Flint mayor: Water switch ‘risky’
FLINT, Mich.—Flint’s mayor reversed course Tuesday and recommended that the Michigan city beset by a manmade crisis that left the water supply contaminated with lead continue getting its drinking water from a Detroit-area system long term, saying a third switch would be too risky and expensive.
Flint would remain a customer of the Great Lakes Water Authority for the next 30 years under the proposal instead of transitioning to a new Flint-area pipeline as planned. A previous money-saving decision to join the Karegnondi Water Authority in 2013 set the stage for the disaster when state-appointed financial managers controlling Flint in 2014 decided to temporarily tap the Flint River while the regional pipeline to Lake Huron was being built.
The river water was not treated to reduce corrosion for 18 months. As a result, lead leaching from old pipes and fixtures caused elevated levels in children and left residents to drink and bathe with bottled or filtered water.

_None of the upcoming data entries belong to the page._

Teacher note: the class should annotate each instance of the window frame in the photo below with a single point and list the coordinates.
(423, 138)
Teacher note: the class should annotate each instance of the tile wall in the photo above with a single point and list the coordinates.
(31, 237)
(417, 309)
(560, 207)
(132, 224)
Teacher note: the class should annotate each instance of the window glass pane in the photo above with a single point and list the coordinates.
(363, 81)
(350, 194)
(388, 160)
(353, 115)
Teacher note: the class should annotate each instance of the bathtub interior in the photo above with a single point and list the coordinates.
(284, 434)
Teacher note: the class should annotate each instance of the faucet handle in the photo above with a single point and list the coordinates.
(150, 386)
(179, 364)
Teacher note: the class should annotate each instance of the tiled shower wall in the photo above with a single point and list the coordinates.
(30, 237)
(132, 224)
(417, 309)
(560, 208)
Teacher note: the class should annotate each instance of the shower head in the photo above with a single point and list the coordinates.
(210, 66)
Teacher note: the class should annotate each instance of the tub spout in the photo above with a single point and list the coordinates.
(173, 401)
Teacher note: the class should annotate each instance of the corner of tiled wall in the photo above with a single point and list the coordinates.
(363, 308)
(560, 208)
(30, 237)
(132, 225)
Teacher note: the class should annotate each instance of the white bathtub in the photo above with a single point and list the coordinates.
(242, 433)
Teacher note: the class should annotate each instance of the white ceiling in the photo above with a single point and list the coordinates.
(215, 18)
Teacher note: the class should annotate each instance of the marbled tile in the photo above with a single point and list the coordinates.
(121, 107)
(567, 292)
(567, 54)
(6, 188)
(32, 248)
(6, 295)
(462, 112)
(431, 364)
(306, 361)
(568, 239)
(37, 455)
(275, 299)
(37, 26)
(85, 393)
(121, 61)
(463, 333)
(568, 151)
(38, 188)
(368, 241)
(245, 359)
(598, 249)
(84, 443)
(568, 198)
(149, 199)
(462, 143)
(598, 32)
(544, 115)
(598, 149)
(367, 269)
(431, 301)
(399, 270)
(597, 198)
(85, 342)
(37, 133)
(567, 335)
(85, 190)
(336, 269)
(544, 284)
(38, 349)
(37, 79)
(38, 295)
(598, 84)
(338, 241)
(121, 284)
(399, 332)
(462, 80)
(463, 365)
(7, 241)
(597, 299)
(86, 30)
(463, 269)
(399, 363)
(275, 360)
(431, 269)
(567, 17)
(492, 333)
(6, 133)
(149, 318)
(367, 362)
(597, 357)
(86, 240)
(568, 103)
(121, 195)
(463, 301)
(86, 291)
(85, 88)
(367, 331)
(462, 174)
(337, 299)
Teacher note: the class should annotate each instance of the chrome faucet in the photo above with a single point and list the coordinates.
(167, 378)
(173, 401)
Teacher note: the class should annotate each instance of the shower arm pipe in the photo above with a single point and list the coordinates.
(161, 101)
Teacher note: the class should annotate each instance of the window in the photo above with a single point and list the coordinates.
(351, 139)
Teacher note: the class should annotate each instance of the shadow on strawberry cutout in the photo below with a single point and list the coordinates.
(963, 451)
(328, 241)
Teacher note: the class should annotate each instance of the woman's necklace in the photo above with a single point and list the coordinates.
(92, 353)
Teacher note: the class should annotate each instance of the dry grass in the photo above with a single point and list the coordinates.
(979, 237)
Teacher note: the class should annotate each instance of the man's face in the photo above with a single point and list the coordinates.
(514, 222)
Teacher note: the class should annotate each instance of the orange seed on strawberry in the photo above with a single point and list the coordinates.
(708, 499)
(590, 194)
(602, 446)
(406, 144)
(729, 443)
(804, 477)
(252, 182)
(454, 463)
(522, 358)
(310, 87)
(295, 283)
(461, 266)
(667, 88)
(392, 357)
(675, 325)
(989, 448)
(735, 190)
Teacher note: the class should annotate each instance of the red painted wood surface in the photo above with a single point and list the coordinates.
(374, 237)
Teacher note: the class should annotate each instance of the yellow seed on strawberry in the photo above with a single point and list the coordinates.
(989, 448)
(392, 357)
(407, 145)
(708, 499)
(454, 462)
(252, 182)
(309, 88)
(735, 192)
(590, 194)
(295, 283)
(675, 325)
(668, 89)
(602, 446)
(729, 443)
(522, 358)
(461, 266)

“This protects residents from any potential fears or anxieties that would come from another change in our water source, especially at a time when the water has improved and is now meeting federal and state action level standards,” Mayor Karen Weaver said during a news conference at City Hall with top federal, state and local officials who supported her decision. “Ensuring the public’s health and safety is our No. 1 priority.”
During the public health emergency, there also were E. coli detections and high levels of a carcinogenic disinfectant byproduct. Experts suspect a deadly Legionnaires’ disease outbreak was tied to the water. Flint returned to the Great Lakes Water Authority, which services much of Detroit and the suburbs, in 2015.
Last June, Weaver—who was elected after the crisis exploded—reluctantly announced that the city of 100,000 residents would still switch to the Karegnondi Water Authority pipeline after the system was ready, even though she had threatened to break the agreement before concluding it would have been too difficult.
But she reevaluated that decision as a condition of Flint receiving $100 million in federal funding to address the disaster, the first wave of which is expected to arrive in May.
A dozen options were explored, and Weaver said staying with the Detroitarea system under a new 30-year contract and using the local county as a backup would be the cheapest, costing $269 million over 20 years and keeping already-high customer bills in check. Flint estimates it would save $58 million by not having to upgrade its own troubled water plant to treat water coming from the new pipeline—more if the facility is closed. The savings could be used as part of a $177 million update of the city’s aging and deteriorating distribution system, including fixing leaky water mains and replacing 18,000 lead service lines, said David Sabuda, Flint’s interim chief financial officer.
The city remains on the hook for $7 million annual bond payments to the Karegnondi Water Authority, but Weaver said that cost would be offset by credits from the Detroit-area authority in exchange for gaining Flint’s water rights to the KWA.